Randomly selected stool RNA extracts, which tested NoV positive, were subjected to RT-PCR amplification using primers from previously published work, for the purpose of sequencing to confirm the detection results. The One step Ahead RT-PCR (QIAGEN) was used, utilising specific oligonucleotide primer sets GISKF/GISKR to amplify 330 bp of GI capsid fragment and GIISKF/GIISKR for 344 bp of GII capsid fragment as previously described [24]. The PCR products of the amplified fragments were directly purified with a master mix of ExoSAP (Nucleics, Australia). Using the same specific primers, the Sanger sequencing was performed on the ABI 3500XL Genetic Analyzer POP7™ (Thermo-Scientific).
The nucleotide sequences were compared with those of the reference strains available in the NCBI GenBank using BLAST tool available at http://www.ncbi.nlm.nih.gov/blast then analysed for their genotypes using Noronet typing tools [25] available at http://www.rivm.nlm/norovirus/typingtool
3.3. Statistical analyses
Data was initially recorded in Microsoft Excel. All analyses were done by STATA v13. Logistic regression of being NoV positive, using the following predictors: types of water sources, specific symptoms and whether or not the patient had watery stool, was calculated. Mann-Whitney U, Wilcoxon W, Z test and a t-test comparing CT values in cases and controls were performed. Non-parametric receiver operating characteristic analyses to assess the association between CT values and illness were also performed.
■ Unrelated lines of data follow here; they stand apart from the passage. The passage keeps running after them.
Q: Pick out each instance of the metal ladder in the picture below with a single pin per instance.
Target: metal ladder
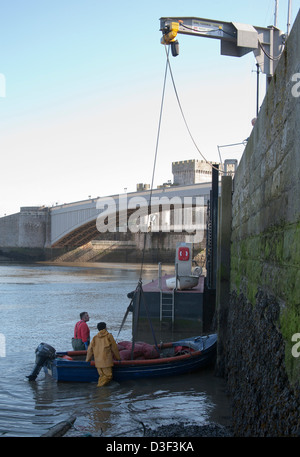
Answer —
(167, 305)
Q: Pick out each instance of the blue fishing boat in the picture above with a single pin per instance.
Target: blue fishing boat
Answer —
(176, 358)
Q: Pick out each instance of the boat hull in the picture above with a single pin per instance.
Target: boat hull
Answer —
(80, 371)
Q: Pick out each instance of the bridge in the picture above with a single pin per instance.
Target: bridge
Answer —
(75, 224)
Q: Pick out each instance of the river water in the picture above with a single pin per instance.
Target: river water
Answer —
(41, 303)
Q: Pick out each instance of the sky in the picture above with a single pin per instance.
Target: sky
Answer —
(81, 89)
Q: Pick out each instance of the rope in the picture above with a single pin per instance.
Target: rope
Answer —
(155, 159)
(183, 116)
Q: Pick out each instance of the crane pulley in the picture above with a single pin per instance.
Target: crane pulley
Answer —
(237, 39)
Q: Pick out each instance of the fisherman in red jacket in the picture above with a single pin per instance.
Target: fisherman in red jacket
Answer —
(81, 338)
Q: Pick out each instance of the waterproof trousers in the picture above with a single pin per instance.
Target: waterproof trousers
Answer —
(105, 376)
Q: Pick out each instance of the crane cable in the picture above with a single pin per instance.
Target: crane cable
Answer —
(183, 116)
(155, 158)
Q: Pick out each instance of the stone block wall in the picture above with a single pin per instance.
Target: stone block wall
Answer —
(264, 311)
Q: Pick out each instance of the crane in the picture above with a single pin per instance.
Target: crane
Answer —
(237, 39)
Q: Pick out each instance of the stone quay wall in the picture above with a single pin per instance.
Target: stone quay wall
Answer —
(260, 320)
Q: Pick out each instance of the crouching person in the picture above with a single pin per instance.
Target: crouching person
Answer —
(103, 347)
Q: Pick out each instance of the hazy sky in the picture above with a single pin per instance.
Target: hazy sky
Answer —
(83, 84)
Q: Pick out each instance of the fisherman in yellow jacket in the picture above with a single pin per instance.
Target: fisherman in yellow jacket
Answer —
(103, 347)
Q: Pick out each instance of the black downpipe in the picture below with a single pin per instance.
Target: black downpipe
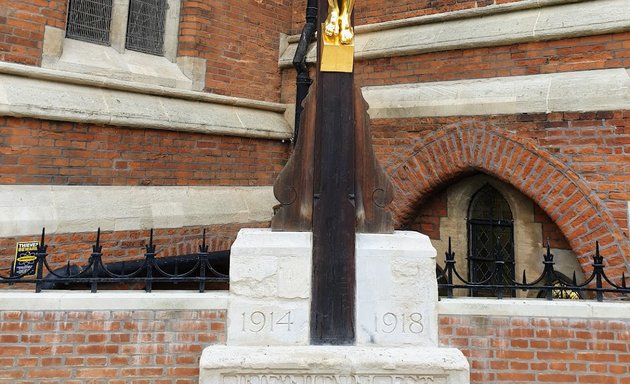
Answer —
(303, 80)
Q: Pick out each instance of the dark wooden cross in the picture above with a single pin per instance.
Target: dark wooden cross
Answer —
(332, 185)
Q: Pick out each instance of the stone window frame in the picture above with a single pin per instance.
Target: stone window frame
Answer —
(528, 248)
(117, 62)
(120, 17)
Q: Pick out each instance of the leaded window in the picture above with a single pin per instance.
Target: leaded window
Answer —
(490, 240)
(145, 26)
(89, 20)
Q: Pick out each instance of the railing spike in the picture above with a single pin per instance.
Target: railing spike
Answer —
(42, 242)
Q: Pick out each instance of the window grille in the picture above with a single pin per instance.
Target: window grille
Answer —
(145, 27)
(89, 20)
(490, 238)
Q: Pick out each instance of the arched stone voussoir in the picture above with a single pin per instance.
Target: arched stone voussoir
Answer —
(560, 191)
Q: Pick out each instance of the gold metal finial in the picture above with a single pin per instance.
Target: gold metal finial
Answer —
(338, 37)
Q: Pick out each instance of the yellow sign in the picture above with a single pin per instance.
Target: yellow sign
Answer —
(25, 258)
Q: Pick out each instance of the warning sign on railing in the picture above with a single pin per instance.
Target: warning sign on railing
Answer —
(25, 258)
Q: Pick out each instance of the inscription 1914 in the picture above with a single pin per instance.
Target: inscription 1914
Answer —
(331, 379)
(259, 321)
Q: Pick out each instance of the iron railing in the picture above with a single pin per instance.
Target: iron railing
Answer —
(147, 271)
(550, 284)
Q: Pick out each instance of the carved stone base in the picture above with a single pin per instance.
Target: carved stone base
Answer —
(333, 365)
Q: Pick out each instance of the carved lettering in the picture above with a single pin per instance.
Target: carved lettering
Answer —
(330, 379)
(259, 321)
(398, 323)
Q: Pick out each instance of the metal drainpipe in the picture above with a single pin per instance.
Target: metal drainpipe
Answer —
(303, 80)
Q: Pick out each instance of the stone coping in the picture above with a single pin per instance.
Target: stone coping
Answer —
(52, 99)
(22, 300)
(25, 209)
(466, 306)
(498, 25)
(134, 87)
(453, 15)
(596, 90)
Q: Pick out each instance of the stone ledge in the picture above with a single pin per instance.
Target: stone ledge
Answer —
(577, 309)
(332, 364)
(25, 209)
(598, 90)
(54, 95)
(13, 300)
(498, 25)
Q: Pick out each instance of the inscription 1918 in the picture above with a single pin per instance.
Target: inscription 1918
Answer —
(259, 321)
(398, 322)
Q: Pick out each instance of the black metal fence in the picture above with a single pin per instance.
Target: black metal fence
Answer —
(198, 268)
(551, 284)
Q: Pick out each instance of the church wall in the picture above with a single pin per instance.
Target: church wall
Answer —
(374, 11)
(239, 41)
(594, 144)
(60, 153)
(240, 50)
(540, 57)
(39, 153)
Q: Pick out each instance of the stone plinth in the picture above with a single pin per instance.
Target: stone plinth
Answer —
(269, 310)
(332, 365)
(270, 288)
(396, 290)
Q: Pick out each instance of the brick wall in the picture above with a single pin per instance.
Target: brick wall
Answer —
(108, 346)
(594, 144)
(164, 346)
(59, 153)
(22, 28)
(433, 208)
(239, 40)
(541, 349)
(573, 165)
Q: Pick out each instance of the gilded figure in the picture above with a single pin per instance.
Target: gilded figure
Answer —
(338, 25)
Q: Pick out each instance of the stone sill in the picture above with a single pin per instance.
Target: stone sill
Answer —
(533, 20)
(135, 87)
(18, 300)
(55, 95)
(468, 306)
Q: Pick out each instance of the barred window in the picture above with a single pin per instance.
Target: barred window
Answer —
(145, 26)
(89, 20)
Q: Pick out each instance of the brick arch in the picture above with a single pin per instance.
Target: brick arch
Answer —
(567, 198)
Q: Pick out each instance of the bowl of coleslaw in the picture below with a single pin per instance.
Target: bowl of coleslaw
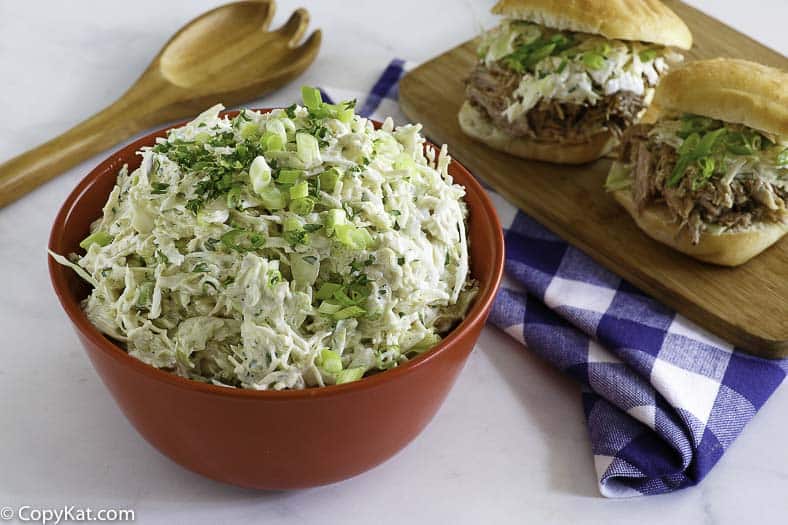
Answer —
(193, 271)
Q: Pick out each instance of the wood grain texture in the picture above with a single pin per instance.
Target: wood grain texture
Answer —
(747, 305)
(226, 55)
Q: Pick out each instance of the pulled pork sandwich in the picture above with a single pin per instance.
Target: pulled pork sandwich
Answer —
(710, 178)
(560, 81)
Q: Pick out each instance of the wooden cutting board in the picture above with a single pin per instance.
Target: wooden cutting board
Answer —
(747, 305)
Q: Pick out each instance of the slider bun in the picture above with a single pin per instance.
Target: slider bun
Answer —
(727, 249)
(643, 20)
(478, 126)
(735, 91)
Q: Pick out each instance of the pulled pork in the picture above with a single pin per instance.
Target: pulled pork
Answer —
(744, 200)
(490, 90)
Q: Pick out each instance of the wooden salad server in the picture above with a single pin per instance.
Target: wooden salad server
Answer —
(226, 55)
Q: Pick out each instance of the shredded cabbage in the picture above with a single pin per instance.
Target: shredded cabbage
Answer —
(296, 248)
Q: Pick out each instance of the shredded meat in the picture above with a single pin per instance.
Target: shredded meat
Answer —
(745, 200)
(490, 89)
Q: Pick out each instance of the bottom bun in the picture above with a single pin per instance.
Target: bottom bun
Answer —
(726, 249)
(480, 127)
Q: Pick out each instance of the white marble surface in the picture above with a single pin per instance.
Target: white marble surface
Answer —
(509, 445)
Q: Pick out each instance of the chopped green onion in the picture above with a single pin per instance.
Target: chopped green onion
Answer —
(287, 176)
(329, 361)
(272, 142)
(350, 375)
(272, 198)
(308, 149)
(349, 312)
(334, 218)
(782, 158)
(312, 97)
(352, 236)
(249, 130)
(593, 60)
(300, 190)
(242, 240)
(328, 179)
(425, 344)
(647, 55)
(327, 291)
(259, 174)
(302, 205)
(304, 271)
(327, 308)
(291, 224)
(98, 237)
(146, 294)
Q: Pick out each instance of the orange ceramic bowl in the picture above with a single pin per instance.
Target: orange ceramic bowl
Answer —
(267, 439)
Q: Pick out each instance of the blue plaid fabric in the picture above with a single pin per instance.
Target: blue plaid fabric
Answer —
(663, 398)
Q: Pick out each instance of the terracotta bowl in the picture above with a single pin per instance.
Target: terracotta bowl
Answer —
(274, 440)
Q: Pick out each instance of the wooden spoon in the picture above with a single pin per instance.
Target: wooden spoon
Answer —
(226, 55)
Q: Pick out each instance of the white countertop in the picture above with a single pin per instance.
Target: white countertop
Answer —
(510, 443)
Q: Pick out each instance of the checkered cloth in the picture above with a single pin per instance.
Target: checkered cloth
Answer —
(664, 399)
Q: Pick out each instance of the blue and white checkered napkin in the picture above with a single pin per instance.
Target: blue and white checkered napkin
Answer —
(664, 399)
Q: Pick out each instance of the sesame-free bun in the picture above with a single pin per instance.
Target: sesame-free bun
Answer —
(479, 126)
(643, 20)
(735, 91)
(726, 249)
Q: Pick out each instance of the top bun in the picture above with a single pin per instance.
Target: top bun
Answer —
(643, 20)
(735, 91)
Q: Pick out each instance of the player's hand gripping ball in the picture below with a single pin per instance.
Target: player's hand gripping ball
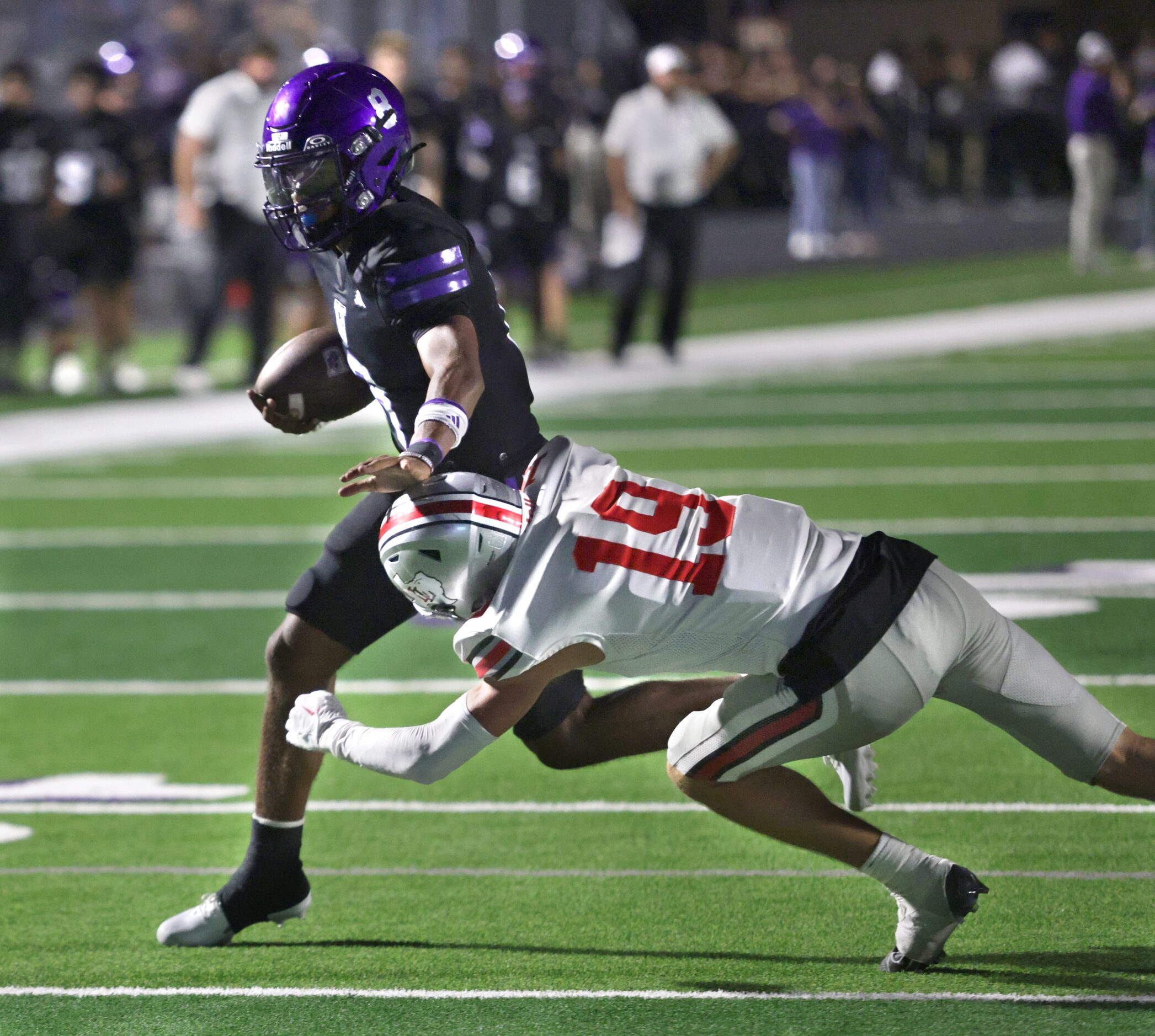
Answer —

A P-value of < 0.05 was considered to be statistically significant.
4. Results
4.1. Study characteristics
From July 2014 to April 2015, a total of 303 fecal samples, including 253 specimens from cases and 50 from healthy controls, were collected and examined for NoV. The median age was 10 months (range 1–60 months) in the symptomatic group and the sex distribution was 53.4% (135/253) male, 46.6% (118/253) female. In the control group the median age was 13 months (range 1–55 months) and this cohort was comprised of 50% (25/50) male and 50% (25/50) female participants. The most common clinical features of the symptomatic children were with diarrhea only (reported in 56.1% [142/253]) and diarrhea with vomiting (24.9% [63/253]). The demographic profiles and clinical characteristics of study participant children are described in Table 1, Table 2.
Table 1.
Demographic profile of NoV-positive in children under 5 years of age from rural communities of Vhembe district, South Africa.
| Case-patients |
Controls |
|||
|---|---|---|---|---|
| Total | No of positive (%) | Total | No of positive (%) | |
| Detection rates (%) | 253 | 104 (41,1) | 50 | 18(36) |
| Age range (month) | ||||
| 0−6 | 86 | 37(43,0) | 9 | 6(66,7) |
| 7–12 | 68 | 28(41,2) | 15 | 4(26,7) |
| 13–24 | 65 | 31(47,7) | 16 | 5(31,2) |
| 25–60 | 34 | 8(23,5) | 10 | 3(30,0) |
| Gender | ||||
| Male | 135 | 51(37,8) | 25 | 10(40,0) |
| Female | 118 | 53(44,9) | 25 | 8(32,0) |
Table 2.
Clinical features of study participant children under 5 years of age from rural communities of Vhembe district, South Africa.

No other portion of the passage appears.